Reseña

Perder 3 partidos seguidos

La historia es implacable, suele ser trágica y acostumbra presentar datos contundentes. Perder 3 partidos seguidos en un torneo, en cualquier lapso de éste, es una lacra que perjudica a todos los que han caído en tal desgracia. En el actual certamen, Pumas y UdeG ya perdieron tres partidos seguidos. Hice un recuento de daños, que inició siendo de datos, pero como la conclusión es categórica, los perjuicios aparecen con sobrada facilidad.Del Apertura 10 al Apertura 14 (nueve torneos) han perdido 3 partidos de manera consecutiva, 57 equipos, muchos de ellos repiten con cierta facilidad en algunos torneos. De esos 57, sólo han calificado 3. Bajísimo el porcentaje de ir a la liguilla, y altísimo el porcentaje de quedar en lugares decepcionantes. Se han dado casos, como Atlante, Necaxa y Tecos, que se vieron involucrados en tal complejidad. ¿Cuál fue el destino final? El descenso; casi desaparecer del mapa atractivo.Para que usted se sorprenda más, América también jugó esa ruleta de perder 3 partidos seguidos, en el Apertura 11. ¿Sabe, o se imagina cuántos puntos hizo y en qué lugar terminó? Puntos 15, lugar 17. He aquí un simple pero rotundo ejemplo de cómo afecta tal situación; y le afecta a todos los que caen en esta desdicha de perder 3 partidos seguidos.
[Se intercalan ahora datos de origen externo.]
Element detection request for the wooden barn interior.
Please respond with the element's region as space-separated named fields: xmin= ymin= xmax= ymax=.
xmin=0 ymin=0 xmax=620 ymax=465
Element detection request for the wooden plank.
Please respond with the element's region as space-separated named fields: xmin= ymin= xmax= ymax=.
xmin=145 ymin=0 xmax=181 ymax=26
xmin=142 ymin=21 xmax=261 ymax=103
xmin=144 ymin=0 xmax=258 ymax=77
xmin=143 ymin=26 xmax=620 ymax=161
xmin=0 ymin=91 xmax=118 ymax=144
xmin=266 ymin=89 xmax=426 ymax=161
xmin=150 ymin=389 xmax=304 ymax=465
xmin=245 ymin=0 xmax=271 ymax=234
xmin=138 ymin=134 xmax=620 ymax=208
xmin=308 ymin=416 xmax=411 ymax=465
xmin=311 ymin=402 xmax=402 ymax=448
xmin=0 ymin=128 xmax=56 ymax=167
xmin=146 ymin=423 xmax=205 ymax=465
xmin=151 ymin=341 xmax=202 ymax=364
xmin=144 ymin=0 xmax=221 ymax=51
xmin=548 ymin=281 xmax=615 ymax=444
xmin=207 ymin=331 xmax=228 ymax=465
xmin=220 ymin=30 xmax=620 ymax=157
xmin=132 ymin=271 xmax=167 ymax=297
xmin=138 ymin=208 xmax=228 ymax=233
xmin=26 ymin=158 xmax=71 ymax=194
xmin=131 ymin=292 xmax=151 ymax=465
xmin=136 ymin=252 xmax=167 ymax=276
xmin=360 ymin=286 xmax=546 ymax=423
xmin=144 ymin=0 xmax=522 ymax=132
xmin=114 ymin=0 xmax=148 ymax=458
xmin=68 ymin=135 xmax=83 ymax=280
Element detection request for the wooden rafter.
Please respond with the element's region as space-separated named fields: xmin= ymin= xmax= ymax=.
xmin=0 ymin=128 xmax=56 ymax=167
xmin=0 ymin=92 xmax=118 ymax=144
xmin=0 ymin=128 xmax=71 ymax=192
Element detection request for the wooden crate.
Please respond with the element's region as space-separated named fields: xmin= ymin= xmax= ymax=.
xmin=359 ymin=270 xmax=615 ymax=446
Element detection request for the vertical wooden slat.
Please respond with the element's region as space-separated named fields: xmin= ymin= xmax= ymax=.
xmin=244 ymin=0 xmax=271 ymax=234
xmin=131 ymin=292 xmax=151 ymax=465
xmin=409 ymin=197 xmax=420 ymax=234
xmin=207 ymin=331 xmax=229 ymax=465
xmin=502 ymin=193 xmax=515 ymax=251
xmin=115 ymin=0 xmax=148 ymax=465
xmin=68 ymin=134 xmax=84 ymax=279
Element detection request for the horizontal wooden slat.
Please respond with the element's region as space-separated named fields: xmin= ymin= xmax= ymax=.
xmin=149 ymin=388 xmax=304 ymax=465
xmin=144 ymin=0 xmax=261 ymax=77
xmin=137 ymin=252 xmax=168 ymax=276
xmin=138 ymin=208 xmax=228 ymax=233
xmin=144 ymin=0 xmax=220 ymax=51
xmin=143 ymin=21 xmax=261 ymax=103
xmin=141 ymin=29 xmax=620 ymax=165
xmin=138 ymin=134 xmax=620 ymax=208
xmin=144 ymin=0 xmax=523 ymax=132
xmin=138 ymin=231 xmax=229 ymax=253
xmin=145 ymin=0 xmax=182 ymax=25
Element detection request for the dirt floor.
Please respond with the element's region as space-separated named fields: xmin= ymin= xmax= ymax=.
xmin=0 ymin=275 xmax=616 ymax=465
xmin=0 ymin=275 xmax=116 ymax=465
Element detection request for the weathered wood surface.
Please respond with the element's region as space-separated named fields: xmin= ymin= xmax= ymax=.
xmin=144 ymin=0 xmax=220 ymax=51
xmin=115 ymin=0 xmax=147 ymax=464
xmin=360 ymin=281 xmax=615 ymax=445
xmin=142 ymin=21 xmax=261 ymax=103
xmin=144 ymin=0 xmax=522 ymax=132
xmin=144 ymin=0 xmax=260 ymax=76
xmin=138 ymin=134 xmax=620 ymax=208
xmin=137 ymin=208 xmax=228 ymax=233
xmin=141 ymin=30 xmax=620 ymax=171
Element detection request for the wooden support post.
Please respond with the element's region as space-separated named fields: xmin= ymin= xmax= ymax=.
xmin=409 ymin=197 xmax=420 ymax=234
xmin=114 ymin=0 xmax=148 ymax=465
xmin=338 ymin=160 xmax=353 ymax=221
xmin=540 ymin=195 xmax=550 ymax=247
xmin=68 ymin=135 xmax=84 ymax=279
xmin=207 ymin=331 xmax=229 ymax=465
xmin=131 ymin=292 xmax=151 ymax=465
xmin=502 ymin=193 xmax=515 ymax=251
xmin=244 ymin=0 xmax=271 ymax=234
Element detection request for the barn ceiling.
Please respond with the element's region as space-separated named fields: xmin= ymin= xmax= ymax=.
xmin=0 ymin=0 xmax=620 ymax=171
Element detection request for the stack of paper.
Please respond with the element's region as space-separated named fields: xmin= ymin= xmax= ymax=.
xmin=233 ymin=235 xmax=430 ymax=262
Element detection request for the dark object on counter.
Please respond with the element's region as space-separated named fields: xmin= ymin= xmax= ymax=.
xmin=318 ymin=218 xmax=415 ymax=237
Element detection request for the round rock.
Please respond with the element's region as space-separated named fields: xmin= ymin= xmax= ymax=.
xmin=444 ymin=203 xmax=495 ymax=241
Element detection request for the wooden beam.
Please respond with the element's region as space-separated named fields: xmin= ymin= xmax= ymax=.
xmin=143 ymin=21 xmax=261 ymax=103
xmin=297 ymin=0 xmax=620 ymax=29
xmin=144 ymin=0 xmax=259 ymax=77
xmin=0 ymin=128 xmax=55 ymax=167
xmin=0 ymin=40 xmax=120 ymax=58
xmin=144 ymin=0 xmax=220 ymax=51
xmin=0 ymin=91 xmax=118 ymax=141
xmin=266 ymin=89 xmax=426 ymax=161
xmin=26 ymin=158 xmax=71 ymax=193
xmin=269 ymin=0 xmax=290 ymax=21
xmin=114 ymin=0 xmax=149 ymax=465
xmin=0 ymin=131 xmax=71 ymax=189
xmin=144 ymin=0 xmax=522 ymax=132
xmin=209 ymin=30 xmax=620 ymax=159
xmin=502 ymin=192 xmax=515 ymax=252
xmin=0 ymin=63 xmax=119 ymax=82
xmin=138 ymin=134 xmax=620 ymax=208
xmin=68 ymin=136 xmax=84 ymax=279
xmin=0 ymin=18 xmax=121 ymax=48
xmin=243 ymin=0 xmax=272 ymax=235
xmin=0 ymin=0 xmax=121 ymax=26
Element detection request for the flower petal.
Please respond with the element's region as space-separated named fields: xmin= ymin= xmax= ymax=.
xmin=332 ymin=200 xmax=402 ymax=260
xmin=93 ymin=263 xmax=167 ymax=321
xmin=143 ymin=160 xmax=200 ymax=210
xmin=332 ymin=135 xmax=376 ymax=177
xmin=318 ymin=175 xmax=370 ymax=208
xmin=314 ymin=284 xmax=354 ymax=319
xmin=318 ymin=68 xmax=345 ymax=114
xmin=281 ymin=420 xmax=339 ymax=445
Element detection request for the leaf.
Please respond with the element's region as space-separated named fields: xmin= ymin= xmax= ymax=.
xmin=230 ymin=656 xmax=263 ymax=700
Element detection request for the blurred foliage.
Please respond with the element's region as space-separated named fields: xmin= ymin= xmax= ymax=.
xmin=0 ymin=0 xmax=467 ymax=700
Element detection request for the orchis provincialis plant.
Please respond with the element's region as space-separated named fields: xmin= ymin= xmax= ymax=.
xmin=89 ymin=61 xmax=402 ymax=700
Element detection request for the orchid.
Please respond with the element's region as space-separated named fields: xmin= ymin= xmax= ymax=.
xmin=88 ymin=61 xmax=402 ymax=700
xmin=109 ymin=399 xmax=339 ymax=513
Y a todo esto, ¿A qué viene el tema? El actual Santos perdió contra Atlas el pasado viernes. Luego va a León, y después, en términos del hoy, se medirá a los dos primeros lugares de la tabla general.¿Acaso se atreverá Santos a perder 3 juegos seguidos, o hasta cuatro de manera consecutiva? Tiene un gran desafío en su futuro cercano, se le comprende pero también se le avisa que el hecho de sucumbir seguido, es un incómodo mal, del cual muy pocos se han podido levantar. No pretendo hacer un drástico augurio; sólo advierto otra vez, porque las funestas tragedias, suelen llegar sin avisar. Todos los equipos han pasado por estas malas rachas; todos. Cuando a Santos le correspondió fue en el Clausura 11, hizo 23 puntos y no calificó, pues quedó en lugar nueve. Cuidado.